Fast forward to the days paper certificates began to die and fund supermarkets started. Fund managers faced a choice: develop their own platforms enabling investors to hold and trade funds efficiently or let others take over the relationship. The industry chose a muddled middle by trying to develop joint platforms, which, in some cases, turned into capital-destroying, reputation-shredding blundernauts.
The bosses of fund management firms earned fat bonuses and share options for profits they delivered by skimping on investment in their own businesses. But since platforms have taken over relationships with customers, fund managers have become price takers rather than price makers, with nasty implications for profitability. Only Fidelity has held onto its customers – at a cost that makes UK rivals blanch.
So, under threat from steady downward pressure on management fees, what can fund managers do? Given how high retail profits are compared with institutional, you would think you might want to try harder to hang onto them.
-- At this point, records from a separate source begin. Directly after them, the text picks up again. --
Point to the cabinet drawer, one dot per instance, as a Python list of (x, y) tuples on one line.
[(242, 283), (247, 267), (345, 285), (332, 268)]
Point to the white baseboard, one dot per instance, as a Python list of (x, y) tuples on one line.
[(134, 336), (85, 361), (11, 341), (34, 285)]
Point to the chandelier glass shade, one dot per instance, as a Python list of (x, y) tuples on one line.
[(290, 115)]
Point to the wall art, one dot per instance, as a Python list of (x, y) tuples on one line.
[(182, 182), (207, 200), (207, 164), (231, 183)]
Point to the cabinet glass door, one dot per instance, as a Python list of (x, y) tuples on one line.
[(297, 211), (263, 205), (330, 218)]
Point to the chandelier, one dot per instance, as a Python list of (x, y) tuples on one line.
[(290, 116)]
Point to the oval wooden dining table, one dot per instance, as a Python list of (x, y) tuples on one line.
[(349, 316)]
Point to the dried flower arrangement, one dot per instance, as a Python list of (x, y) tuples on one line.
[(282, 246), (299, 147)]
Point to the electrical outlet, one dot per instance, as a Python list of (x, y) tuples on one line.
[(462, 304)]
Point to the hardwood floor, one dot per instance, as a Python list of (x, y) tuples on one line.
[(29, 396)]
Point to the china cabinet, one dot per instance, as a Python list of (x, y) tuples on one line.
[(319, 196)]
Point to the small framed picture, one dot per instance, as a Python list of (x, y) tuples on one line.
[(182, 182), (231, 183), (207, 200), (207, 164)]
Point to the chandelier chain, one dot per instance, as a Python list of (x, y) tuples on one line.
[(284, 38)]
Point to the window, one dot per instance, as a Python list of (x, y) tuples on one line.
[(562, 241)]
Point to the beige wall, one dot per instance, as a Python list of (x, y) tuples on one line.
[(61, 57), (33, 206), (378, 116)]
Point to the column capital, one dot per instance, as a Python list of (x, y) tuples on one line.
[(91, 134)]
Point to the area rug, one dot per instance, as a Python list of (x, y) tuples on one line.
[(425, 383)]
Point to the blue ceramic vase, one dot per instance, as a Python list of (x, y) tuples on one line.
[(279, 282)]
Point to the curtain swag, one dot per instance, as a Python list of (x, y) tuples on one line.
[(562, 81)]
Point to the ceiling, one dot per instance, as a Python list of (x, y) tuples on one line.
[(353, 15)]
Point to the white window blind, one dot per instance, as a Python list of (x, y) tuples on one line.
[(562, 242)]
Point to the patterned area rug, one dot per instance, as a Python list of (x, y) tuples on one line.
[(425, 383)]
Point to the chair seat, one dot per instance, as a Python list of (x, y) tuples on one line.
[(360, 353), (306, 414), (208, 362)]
That means disintermediating advisers.
Step forward M&G, re-entering the retail world with a direct-to-consumer digital offering. Would that be like the one JPMorgan (the former Save & Prosper) folded last year? No, of course not. Designed by FNZ, M&G’s service will be more like what we can expect from Aberdeen once it has used its cheque book to deploy the technology from its recent purchase: digital award-winner Parmenion.
And these will not be the last. Fund management bosses will pay lip service to the IFA channel but will continue to slash the cost of supporting intermediaries and cast about for ways of reducing their vulnerability to churn. Most such defensive strategies will fail. A few disruptive digital ones will succeed but only by taking over most of an adviser’s role in terms of risk profiling, asset allocation and fund selection.
Advisers deliver most value to clients in planning, prioritisation of objectives, tax optimisation strategies and personal reviews. It will be some time before robo progresses from its KFC diet to consuming this Michelin-starred lunch. Advisers can add value through asset allocation but only if they are prepared to abandon stochastics (any old robo can take me for a Monte Carlo spin) and use judgment to take tactical tilts away from a strategic allocation validated by history. And they can also add some value through fund selection.
I expect fund management to barbellise. On the one hand, we will have more concentrated, unconstrained equity funds – a trip back to the 1970s with “gunslinger” fund managers. On the other will come more tramlined, formulaic absolute return-type funds aiming to crank out steady returns. Many supposedly active fund managers – and a lot of clever-clog smart beta funds – will die in the middle of the road.